Вот так молодой человек XX века осваивал культуру, состоявшую из понятий и представлений XVIII столетия. Франция, к которой устремлялись все его помыслы, в его сознании была застывшей социальной формой, тогда как в действительности она в эти годы представляла собой бурно клокочущий, кипящий котел ожесточенных политических страстей. В первом десятилетии XX века снова усилилась классовая борьба между буржуазией и пролетариатом. Забастовки не прекращались. Мостовые промышленных городов Франции все чаще обагрялись кровью пролетариев. Каждые выборы неизменно увеличивали число социалистических депутатов в парламенте. Левобуржуазные партии, и прежде всего радикалы, завоевывали большинство мест в парламенте. Правые, клерикалы и монархисты теряли влияние. Эти три главных политических течения сталкивались в ожесточенной борьбе за власть. Правительства быстро сменяли одно другое. Парламент превратился в арену непрерывных политических схваток. Ни одна из политических партий не была единой, и внутри них соперничали левые, правые, умеренные и крайние. Это была одна из самых драматических страниц политической истории Франции, раздираемой непримиримыми классовыми противоречиями.
Вспоминая годы юности, Шарль де Голль писал об этом времени: «Меня интересовала и вместе с тем возмущала драма, непрерывно разыгрывавшаяся на арене политической борьбы. Я восторгался умом, энтузиазмом и красноречием участников этой драмы. В то же время меня удручало, что столько талантов бессмысленно растрачивалось в результате политического хаоса и внутренних распрей, тем более что в начале XX века стали появляться первые предвестники войны».
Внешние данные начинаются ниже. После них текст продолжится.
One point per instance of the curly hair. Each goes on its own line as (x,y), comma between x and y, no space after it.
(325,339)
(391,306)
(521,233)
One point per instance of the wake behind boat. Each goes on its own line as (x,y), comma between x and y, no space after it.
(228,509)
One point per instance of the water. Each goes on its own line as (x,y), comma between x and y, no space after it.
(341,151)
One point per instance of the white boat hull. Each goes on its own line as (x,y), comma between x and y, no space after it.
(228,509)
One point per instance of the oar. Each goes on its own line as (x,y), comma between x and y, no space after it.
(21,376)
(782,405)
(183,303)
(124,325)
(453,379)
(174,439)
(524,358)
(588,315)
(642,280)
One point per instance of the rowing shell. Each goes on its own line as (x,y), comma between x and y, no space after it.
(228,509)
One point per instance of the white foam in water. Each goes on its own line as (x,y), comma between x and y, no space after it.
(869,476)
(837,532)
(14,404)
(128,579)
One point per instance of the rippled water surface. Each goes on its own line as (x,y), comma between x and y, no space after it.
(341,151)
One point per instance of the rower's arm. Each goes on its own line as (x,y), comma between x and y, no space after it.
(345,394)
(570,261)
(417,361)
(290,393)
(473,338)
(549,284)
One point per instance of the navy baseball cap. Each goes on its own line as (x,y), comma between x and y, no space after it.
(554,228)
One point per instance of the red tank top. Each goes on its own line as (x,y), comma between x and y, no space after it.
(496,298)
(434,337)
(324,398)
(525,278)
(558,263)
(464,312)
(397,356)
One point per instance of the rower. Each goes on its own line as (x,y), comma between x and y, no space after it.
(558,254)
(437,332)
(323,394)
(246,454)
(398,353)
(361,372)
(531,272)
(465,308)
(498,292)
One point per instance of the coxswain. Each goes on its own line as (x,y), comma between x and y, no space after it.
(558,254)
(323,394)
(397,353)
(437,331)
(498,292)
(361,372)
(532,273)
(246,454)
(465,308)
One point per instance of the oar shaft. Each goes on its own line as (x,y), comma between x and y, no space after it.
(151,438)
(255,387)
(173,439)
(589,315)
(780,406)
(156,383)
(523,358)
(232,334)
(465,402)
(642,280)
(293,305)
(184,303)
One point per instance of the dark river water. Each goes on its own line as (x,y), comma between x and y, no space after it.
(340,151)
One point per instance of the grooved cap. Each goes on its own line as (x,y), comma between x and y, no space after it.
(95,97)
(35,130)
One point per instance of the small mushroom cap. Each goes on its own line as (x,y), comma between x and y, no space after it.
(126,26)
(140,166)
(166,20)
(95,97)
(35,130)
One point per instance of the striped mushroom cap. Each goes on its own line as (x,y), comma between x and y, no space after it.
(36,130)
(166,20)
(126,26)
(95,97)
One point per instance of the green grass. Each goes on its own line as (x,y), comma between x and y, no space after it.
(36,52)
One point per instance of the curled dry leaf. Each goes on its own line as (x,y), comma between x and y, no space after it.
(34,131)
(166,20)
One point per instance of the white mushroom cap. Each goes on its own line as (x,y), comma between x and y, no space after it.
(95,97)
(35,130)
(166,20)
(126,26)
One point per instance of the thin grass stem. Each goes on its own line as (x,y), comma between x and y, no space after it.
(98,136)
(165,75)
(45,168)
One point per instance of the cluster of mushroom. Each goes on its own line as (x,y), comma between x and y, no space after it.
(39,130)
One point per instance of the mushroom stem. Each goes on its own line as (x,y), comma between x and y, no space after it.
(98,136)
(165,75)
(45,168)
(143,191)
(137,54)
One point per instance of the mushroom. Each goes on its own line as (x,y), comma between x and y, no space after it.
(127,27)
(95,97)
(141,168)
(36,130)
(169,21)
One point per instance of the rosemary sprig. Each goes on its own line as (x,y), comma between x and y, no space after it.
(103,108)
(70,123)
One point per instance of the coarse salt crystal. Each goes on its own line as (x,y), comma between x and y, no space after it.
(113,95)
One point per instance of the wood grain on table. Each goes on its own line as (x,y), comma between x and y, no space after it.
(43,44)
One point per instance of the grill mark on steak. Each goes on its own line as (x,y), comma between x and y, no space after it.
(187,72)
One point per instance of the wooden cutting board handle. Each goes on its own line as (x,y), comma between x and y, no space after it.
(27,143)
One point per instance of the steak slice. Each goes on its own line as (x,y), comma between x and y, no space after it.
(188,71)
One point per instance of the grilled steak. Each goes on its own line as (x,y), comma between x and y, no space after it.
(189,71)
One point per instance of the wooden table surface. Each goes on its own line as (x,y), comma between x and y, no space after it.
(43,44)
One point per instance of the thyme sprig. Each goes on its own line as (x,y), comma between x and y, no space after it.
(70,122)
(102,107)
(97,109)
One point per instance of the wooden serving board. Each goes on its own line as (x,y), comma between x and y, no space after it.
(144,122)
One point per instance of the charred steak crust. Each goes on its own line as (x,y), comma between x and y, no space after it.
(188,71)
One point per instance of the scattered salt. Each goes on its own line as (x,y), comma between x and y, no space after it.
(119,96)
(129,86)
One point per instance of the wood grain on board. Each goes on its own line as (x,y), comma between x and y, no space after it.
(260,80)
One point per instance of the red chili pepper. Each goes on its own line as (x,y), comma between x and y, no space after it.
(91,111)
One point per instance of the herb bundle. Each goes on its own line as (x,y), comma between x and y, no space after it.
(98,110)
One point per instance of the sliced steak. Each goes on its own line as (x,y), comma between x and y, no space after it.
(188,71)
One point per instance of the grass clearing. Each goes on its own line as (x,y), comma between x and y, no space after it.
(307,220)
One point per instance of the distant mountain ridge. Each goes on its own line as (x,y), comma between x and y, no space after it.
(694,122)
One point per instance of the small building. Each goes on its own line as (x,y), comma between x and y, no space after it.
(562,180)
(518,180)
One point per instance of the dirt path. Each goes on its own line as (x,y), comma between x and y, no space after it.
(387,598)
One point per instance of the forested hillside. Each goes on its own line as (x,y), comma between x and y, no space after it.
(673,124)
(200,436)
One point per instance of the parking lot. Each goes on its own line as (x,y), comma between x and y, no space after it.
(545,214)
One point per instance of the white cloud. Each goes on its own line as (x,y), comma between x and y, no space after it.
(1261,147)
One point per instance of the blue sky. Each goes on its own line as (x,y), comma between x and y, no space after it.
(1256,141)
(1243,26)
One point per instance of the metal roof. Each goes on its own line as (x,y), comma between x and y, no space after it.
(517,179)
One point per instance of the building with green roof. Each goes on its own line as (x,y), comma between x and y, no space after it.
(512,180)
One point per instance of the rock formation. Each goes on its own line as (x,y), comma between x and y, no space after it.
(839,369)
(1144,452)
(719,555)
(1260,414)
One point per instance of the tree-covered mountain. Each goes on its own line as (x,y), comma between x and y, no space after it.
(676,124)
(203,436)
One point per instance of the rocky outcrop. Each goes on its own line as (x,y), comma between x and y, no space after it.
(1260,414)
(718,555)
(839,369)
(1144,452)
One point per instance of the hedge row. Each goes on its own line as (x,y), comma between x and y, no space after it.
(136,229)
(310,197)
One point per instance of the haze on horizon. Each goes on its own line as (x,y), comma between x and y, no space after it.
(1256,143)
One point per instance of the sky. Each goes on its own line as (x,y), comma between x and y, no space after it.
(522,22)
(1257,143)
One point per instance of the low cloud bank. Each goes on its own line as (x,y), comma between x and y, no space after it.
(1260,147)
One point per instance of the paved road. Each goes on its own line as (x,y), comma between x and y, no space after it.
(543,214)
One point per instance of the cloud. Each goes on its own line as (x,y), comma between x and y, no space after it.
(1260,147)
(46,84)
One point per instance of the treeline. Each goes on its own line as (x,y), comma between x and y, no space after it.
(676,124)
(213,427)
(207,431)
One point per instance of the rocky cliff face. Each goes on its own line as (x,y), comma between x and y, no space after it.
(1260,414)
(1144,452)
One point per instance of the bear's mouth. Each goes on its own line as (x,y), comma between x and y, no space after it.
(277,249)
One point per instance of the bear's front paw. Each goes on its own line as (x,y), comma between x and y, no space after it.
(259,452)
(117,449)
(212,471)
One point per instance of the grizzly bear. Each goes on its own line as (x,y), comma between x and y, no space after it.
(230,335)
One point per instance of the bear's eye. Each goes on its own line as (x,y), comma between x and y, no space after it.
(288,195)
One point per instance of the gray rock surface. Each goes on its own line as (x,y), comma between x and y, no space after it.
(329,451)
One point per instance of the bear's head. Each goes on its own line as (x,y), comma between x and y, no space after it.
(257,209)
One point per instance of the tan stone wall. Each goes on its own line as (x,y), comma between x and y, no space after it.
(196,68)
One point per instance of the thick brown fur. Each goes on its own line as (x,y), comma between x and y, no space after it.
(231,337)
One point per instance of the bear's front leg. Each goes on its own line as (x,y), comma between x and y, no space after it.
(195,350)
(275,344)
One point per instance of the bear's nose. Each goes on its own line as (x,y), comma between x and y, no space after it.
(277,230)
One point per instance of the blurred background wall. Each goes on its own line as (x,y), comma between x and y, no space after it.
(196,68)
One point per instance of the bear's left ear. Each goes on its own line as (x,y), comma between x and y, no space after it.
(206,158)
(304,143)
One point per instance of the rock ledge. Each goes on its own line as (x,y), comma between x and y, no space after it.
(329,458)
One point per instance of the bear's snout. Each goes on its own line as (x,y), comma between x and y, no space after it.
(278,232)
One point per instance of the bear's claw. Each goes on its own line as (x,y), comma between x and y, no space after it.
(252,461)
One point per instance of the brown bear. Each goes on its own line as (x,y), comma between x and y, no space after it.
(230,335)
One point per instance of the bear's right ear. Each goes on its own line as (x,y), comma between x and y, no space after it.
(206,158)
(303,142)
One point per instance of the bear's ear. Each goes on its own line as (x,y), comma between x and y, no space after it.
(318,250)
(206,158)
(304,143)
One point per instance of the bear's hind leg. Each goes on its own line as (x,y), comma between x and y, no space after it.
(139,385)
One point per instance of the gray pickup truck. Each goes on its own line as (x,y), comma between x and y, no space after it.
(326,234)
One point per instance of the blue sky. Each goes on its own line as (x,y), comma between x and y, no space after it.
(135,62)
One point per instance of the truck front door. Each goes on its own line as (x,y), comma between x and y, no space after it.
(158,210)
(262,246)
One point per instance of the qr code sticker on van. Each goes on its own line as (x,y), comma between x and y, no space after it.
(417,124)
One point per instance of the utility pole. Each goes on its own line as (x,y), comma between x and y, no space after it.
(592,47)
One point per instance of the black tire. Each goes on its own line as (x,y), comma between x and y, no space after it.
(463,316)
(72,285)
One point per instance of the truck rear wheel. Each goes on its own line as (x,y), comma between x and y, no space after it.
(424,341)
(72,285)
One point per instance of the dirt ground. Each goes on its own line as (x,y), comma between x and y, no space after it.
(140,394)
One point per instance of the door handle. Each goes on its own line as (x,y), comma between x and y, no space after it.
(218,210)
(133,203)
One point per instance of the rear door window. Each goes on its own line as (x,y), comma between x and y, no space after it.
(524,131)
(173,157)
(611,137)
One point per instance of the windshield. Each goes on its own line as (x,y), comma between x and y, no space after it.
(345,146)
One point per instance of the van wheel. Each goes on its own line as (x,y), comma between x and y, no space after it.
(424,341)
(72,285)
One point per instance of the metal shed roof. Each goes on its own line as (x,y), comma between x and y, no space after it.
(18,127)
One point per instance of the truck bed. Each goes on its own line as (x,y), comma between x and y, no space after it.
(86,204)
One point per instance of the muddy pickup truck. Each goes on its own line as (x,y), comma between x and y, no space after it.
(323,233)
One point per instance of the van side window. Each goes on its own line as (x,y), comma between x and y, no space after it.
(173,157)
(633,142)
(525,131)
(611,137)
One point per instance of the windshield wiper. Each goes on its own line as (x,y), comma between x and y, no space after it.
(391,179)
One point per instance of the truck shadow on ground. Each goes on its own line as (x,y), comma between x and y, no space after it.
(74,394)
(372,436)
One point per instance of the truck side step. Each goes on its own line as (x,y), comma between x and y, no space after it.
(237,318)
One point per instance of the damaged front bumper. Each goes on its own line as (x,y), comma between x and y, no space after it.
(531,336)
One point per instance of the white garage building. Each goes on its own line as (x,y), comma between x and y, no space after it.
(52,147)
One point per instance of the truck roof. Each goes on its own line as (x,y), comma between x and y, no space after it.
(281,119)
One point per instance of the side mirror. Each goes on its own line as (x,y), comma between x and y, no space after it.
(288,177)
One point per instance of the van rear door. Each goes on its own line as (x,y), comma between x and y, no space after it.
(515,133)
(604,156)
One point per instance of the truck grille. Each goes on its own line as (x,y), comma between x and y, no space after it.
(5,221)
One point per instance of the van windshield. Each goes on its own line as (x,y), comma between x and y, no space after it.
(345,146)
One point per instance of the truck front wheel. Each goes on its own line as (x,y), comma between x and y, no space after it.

Бурная политическая жизнь Франции казалась молодому де Голлю бессмысленной, поскольку для него смысл политики сводился лишь к идее единства нации, которая в действительности совершенно не соответствовала реальной структуре общества. Как ни благотворна эта идея в исключительные моменты внешней опасности, она не могла, конечно, отменить суровую неизбежность глубокого раскола французской нации на антагонистические социальные классы и группы. Де Голль всегда с возмущением, притом совершенно искренним, думал о том, как все было бы ясно и просто, если бы «демоны» яростных внутренних раздоров и «злой дух» раскола не ослабляли Францию! Он до конца своих дней будет возмущаться таким противоестественным, по его мнению, положением. Его негодование вызывают все проявления «раскола», кто бы ни был их инициатором: правые или левые. Ему казалось, что он сохраняет политический нейтралитет и стоит выше распрей. Это была лишь иллюзия. Под знаменем национализма неизменно выступали правые. И это столь близкое сердцу де Голля знамя влекло его к ним. Между тем социалисты провозглашали идею интернационализма, представлявшуюся де Голлю уже в юные годы чем-то граничащим с национальной изменой. Так крайняя приверженность к патриотическому идеалу нации, прочно усвоенному де Голлем с детства, неизменно вела его в правый, консервативный, реакционный лагерь. Однако она не заводила его настолько далеко, чтобы утратить чувство реальности. Он не симпатизировал крайним клерикалам и монархистам, все еще слепо надеявшимся на восстановление монархии и всевластия церкви. Однажды мать де Голля, слушая, как хвалят ее сыновей, с грустью заметила: «По правде говоря, я сама нахожу у них прекрасные качества… Несмотря на это, они заставляют меня страдать… Они республиканцы…» Молодой де Голль рано понял иллюзорный характер монархических надежд своих родителей и поверил в прочность республиканского строя. Правда, ему хотелось, чтобы Республика была иной: единой, сохраняющей традиционные устои в виде церкви и армии; словом, Республика, в которой царил бы «порядок». Поэтому его отнюдь не радовали успехи демократов и республиканцев в борьбе с клерикальной реакцией. Тем более что события такого рода непосредственно затрагивали его личную судьбу.